Reyes and his lowriders started dispensing toys to disadvantaged families as a way of helping out.
“We did five or 10 families the first year, 10 or 20 the second year, and now it’s grown to where we give out thousands of presents every year,” he says. Each child is typically given seven toys, which are handed out at various seasonal appearances and “toy cruises” — in which a handful of lowriders laden with gifts parade through disadvantaged neighborhoods — through Jan. 6, which is also Three Kings’ Day, or Día de Los Reyes. Gifts are also distributed at a Christmas in July event.
But this year will be dramatically different for many reasons, most of them tied to the pandemic. There’s more need, fewer resources and greater challenges in terms of safely distributing gifts to community members.
“Dec. 1, we had as many requests for help as we did Dec. 25 of the other years, so we’re expecting 10 times the people, but we’ve lost all our major sponsors,” Reyes says, adding that he also recently lost his longtime base and storage space, Talento Bilingue de Houston, and has had to move to the Latino Learning Center, where he is temporarily housing his supplies, which he calls a “hoarder’s paradise of toys.”
“It’s nobody’s fault,” he is quick to add, noting the economic upheaval the pandemic has put on businesses. “It’s just things change. Happened to be this year, all at the same time.”
Now, instead of having a local cab company or restaurant chain as Pancho Claus’s “major underwriter,” his community has stepped in. Indeed, as of Thursday morning, his GoFundMe has raised $57,000 of its $75,000 goal, while some locals are helping out as volunteers.
“I said, I know our community’s going to be our sponsors this year, that’s all there is to it,” Reyes says. “And they sure did. They’ve been coming out in droves — as much as droves can be calculated for a pandemic [as] a lot of people are still cared to go out. And yes, it is a little bit harder to find drivers to deliver these toy boxes and pick them up and find volunteers to support us. So we have less people, but for pandemic reasons, we have enough.”

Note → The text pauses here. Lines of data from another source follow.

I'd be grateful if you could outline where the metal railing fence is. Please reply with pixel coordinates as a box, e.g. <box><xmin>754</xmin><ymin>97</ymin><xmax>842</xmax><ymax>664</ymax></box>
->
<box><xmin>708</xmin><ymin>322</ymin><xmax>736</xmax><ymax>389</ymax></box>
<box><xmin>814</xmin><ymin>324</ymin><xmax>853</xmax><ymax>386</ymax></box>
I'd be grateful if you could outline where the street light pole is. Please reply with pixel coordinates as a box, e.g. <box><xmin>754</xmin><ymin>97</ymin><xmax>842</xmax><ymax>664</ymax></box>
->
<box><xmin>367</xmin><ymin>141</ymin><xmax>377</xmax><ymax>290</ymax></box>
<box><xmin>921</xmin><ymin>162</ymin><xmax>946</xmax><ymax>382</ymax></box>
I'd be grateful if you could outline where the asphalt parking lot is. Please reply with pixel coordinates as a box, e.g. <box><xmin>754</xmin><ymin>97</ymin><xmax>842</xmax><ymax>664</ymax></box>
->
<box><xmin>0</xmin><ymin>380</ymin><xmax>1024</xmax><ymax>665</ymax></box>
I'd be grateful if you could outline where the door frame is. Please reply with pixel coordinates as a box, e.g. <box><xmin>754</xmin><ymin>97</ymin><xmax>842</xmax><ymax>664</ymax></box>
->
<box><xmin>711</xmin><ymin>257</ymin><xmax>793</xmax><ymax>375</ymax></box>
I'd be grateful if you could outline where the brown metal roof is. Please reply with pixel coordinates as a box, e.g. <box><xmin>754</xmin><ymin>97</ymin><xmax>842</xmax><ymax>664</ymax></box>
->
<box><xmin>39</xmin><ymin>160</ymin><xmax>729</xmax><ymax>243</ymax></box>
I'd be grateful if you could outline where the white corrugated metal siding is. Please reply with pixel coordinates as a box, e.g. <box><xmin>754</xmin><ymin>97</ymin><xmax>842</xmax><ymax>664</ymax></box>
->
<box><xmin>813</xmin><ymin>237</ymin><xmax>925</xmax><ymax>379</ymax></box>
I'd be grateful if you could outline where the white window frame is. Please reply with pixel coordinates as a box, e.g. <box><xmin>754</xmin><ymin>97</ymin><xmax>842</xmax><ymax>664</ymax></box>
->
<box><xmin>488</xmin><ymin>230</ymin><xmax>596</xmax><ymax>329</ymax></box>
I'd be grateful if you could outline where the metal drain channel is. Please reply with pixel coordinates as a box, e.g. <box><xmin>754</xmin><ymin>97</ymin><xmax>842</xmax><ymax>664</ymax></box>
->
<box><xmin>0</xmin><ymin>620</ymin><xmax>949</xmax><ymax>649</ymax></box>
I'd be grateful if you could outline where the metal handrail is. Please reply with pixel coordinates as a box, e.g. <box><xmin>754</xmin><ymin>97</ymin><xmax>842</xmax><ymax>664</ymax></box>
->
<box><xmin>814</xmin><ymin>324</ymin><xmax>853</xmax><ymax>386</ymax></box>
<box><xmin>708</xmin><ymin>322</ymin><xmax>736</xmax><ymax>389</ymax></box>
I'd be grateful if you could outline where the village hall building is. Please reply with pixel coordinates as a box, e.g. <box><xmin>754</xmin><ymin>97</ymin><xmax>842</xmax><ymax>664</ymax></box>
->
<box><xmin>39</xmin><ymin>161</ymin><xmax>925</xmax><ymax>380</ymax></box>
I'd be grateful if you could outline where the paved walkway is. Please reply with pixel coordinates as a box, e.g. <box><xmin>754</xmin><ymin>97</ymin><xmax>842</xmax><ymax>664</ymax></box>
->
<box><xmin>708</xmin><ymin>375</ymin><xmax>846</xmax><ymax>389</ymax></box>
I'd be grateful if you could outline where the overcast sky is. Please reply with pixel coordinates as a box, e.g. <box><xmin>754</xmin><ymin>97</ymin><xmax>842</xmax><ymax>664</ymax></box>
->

Funds will be used to support the Christmas season as well as “help us re-establish ourselves through the year.” Reyes notes that, in addition to donating toys, his group provides support to local artists and performers as well as young adult students who might need help paying for class or making rent.
As it stands now, around 200 families have sent requests to be included in this year’s Christmas toy donations. Despite the outpouring of support, Reyes worries about being able to meet demand as more requests flood in — especially given the pandemic. While his group continues to make appearances to hand out toys and collect donations, Reyes has scaled back his musical performances.
“I say, ‘Look, I’m 70 years old, I’ve had three heart attacks, I have diabetes, blood pressure, cholesterol, all of that, and I’ve got to be very, very careful,’” he says of the requests he gets to play a party right now. “The only way I’m going to your place is if you’re going to donate $200 worth of toys. And then I’ll go.’
“In other words, I’m putting my life in jeopardy to get these toys.”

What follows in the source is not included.